In Fig. 5, we show the results for a natural image corrupted by Gaussian noise. The Ambrosio–Tortorelli result suffers from clutter and remains noisy. The result of \(L_0\) gradient smoothing over-segments the textured window area while it smooths out details of the cross. The state of the art graph cuts method and the proposed method both provide satisfying results which are visually comparable. Further, they yield solutions with comparable Potts energy values. For instance, on the IVC dataset [55] which consists of 10 natural color images of size \(512\times 512,\) for the model parameters, \(\gamma = 0.25\) and \(\gamma =1,\) the mean values of the proposed approach are 7107.8 and 13053.2 compared with the respective mean energies of the graph cut approach 7093.2 and 13008.7 which differ by about half a percent. (For the results in Fig. 5, the energy value of the proposed approach is 25067.7 compared with 25119.5 for the graph cuts approach.) Here, for the graph cut approach, we took the mean value of the input image on each computed segment before computing the Potts objective function. To sum up, while the proposed method can handle general linear operators A, the quality of the results for \(A=\mathrm id\) is comparable with the state-of-the-art graph cut algorithm for \(A=\mathrm id\).

5 Conclusion

In this paper, we have proposed a new iterative minimization strategy for multivariate piecewise constant Mumford–Shah/Potts energies as well as their quadratic penalty relaxations. Our schemes are based on majorization–minimization or forward–backward splitting methods of Douglas–Rachford type [57]. In contrast to the approaches in [9, 33, 60, 61] for sparsity problems which lead to thresholding algorithms, our approach leads to non-separable yet computationally tractable problems in the backward step.

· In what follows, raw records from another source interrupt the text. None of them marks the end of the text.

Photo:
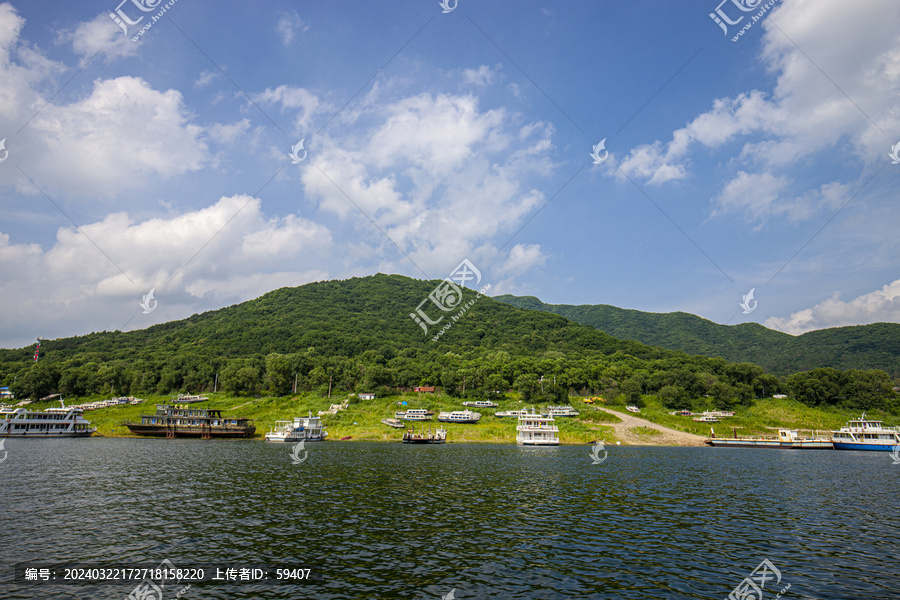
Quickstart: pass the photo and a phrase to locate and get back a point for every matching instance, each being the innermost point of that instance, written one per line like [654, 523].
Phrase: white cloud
[227, 252]
[807, 112]
[875, 307]
[480, 77]
[440, 176]
[101, 34]
[289, 26]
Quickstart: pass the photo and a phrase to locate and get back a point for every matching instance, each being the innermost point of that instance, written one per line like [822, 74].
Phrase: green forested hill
[874, 346]
[357, 335]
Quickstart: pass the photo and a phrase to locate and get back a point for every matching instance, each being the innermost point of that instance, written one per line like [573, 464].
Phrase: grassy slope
[362, 420]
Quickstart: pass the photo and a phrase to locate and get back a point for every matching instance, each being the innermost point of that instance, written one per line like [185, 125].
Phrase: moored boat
[537, 430]
[438, 436]
[301, 429]
[481, 404]
[866, 434]
[415, 414]
[789, 439]
[64, 421]
[174, 421]
[459, 416]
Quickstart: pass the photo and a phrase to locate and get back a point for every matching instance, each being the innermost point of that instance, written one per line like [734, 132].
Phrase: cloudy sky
[156, 154]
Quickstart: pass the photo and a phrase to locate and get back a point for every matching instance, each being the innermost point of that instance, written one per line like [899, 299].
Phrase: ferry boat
[301, 429]
[516, 413]
[537, 430]
[415, 414]
[459, 416]
[65, 421]
[866, 434]
[482, 404]
[707, 419]
[787, 439]
[562, 411]
[180, 421]
[439, 436]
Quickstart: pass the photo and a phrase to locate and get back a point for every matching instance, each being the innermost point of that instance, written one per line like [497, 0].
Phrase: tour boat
[301, 429]
[481, 404]
[866, 434]
[787, 439]
[174, 421]
[415, 414]
[459, 416]
[537, 430]
[53, 422]
[562, 411]
[438, 436]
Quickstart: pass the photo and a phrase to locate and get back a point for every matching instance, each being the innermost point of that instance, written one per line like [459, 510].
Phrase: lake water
[381, 520]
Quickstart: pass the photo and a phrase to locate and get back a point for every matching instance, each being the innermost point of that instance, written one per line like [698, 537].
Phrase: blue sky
[432, 137]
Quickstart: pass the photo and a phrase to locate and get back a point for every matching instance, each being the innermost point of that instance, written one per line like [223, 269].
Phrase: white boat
[301, 429]
[459, 416]
[53, 422]
[537, 430]
[866, 434]
[516, 413]
[707, 419]
[415, 414]
[562, 411]
[482, 404]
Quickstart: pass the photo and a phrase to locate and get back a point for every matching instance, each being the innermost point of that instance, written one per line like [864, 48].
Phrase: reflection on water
[385, 520]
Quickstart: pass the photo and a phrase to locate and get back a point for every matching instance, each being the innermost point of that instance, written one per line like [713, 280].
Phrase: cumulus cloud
[806, 113]
[100, 35]
[289, 26]
[875, 307]
[438, 175]
[195, 261]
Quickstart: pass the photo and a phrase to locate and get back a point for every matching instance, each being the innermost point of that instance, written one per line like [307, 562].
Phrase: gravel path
[667, 436]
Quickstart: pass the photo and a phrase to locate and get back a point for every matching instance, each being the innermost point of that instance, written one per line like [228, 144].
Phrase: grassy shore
[361, 420]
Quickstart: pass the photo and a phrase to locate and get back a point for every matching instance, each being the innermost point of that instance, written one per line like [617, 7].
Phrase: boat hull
[862, 446]
[186, 431]
[794, 445]
[49, 434]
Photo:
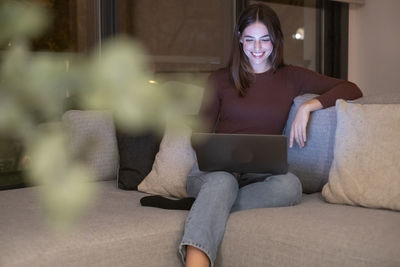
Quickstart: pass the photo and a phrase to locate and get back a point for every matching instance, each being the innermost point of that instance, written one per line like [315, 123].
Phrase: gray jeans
[218, 194]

As a second part, we have provided a convergence analysis for the proposed algorithms. For the proposed quadratic penalty relaxation scheme, we have shown convergence toward a local minimizer. Due to the NP-hardness of the quadratic penalty relaxation, the convergence result is in the range of what can be expected best. Concerning the scheme for the non-relaxed Potts problem, we have also performed a convergence analysis. In particular, we have obtained results on the convergence toward local minimizers on subsequences. The quality of these results is comparable with the results of [60, 61] where, compared with these papers, we had to deal with the non-separability of the backward step as an additional challenge.

Finally, we have shown the applicability of our schemes in several experiments. We have applied our algorithms to deconvolution problems including the problem of deblurring and denoising motion blur images. We have further dealt with noisy and undersampled Radon data for the task of joint reconstruction, denoising and segmentation. Finally, we have applied our approach to the situation of pure image partitioning (without blur) which is a widely considered problem in computer vision.